You have a guru.

When it comes to yoga, a guru is not just a teacher or instructor, but rather a spiritual leader who passes on transcendental knowledge to his or her followers. Serious yogis are expected to find a guru in order to reach enlightenment. The whole guru idea stems from Hindu teachings, which ultimately regard gurus as embodiments of the gods through which disciples liberate their souls. A guru should be a big red flag to any believer, since Christians’ foundational belief is that Christ alone is the way to know God. In John 14:6 Jesus states, “I am the way, the truth, and the life. No one comes to the Father except through Me.”

You practice OM yoga.

OM yoga uses incantation and meditation on the syllable “om” to reach enlightenment. According to Hindu teachings, “om” is the sound of the universe. The Upanishad, ancient Hindu documents translated from Sanskrit, state, “Om is the Supreme Brahman. . . . He who utters Om with the intention ‘I shall attain Brahman’ does verily attain Brahman.” If your yoga program ever suggests or even hints at using mantras or chanting of any kind, it is definitely time for a new workout regimen.

You find inner peace.

Yoga claims to be a method of achieving inner peace through meditation and breathing techniques. Ultimate peace can be found only through Jesus Christ and a right relationship with Him. No amount of mental focus can bring you the peace that passes understanding that God alone can provide (Philippians 4:7). Don’t go to yoga looking for something you already have been given by the Maker of all things; you will only be disappointed.

You are encouraged to empty your mind.

Traditional yoga programs are just as much about your mind as they are about your physical health, encouraging you to empty your mind and even leave your body in a process similar to hypnosis. Remember that we are called to renew the mind, not empty it. Romans 12:2 says, “Do not be conformed to this world, but be transformed by the renewing of your mind.”

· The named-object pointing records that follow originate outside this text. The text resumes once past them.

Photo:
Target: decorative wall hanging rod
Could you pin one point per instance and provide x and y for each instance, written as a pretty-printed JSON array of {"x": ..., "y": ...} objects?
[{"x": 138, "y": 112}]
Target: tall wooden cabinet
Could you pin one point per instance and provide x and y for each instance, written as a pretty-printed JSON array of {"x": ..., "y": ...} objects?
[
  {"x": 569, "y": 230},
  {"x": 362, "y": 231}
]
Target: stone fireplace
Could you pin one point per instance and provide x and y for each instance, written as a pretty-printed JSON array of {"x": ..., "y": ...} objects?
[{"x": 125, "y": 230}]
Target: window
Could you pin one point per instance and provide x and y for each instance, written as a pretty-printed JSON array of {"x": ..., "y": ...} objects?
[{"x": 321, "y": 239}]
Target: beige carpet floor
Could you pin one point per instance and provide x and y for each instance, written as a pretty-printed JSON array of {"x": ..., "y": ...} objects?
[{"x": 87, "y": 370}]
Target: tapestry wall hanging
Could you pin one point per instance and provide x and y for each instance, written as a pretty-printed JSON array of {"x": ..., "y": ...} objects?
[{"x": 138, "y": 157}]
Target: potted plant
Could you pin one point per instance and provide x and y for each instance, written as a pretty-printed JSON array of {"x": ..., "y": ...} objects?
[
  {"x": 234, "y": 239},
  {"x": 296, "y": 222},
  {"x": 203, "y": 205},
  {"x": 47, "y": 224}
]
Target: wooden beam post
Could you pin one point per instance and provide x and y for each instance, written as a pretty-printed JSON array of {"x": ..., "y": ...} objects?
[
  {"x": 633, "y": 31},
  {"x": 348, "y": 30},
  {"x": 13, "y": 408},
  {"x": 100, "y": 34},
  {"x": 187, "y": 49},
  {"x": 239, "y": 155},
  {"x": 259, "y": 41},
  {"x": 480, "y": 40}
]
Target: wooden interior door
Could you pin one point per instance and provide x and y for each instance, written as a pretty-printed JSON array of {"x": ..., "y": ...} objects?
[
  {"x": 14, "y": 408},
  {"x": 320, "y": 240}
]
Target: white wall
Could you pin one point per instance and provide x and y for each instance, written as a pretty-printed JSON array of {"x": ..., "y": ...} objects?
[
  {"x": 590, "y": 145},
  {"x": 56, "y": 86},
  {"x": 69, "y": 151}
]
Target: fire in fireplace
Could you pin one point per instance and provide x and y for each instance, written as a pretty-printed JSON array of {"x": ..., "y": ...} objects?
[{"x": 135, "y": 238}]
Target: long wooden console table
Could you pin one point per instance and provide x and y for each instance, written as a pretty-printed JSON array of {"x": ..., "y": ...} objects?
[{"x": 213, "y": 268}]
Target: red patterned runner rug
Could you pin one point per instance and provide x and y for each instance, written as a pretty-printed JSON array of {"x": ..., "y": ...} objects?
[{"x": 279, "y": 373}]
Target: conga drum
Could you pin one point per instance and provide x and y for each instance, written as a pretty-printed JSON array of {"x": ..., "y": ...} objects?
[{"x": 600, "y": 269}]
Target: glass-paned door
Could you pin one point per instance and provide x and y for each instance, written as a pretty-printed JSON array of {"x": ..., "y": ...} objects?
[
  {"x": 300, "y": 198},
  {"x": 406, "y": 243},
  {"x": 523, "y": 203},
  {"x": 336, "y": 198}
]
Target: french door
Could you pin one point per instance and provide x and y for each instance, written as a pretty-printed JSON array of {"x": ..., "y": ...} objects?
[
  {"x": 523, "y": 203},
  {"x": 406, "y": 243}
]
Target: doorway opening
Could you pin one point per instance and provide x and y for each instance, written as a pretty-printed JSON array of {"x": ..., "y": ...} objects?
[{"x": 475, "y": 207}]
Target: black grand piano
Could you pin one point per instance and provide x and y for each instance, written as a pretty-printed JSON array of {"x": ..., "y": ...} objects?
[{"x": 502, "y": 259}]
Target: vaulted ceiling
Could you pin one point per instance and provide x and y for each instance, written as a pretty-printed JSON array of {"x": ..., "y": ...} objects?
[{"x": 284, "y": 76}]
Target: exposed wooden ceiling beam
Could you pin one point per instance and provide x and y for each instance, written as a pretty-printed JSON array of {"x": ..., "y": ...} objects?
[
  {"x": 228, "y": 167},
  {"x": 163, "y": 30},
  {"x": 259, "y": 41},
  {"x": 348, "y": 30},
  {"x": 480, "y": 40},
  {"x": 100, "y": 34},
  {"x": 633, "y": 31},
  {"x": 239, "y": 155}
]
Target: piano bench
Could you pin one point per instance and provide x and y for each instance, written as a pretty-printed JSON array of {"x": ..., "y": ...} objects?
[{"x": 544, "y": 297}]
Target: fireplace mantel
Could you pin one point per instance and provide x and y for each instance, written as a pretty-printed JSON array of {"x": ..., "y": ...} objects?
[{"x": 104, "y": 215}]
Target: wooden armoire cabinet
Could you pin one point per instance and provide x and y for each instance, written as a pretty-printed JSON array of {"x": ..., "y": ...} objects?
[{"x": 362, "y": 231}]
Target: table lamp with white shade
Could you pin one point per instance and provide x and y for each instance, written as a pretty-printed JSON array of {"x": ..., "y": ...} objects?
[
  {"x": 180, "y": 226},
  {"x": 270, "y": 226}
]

You use postures as praise.

Sun salutations are some of the most popular poses in yoga. They are usually a part of morning yoga routines because they were originally used to salute the sun and thank it for its life-giving light and warmth. Of course, we know that rather than thanking the sun for life, we should be thanking God. Other postures have similar meanings, and some yoga programs put a strong emphasis on Hindu spirituality. Avoid this type of yoga, and avoid these types of poses.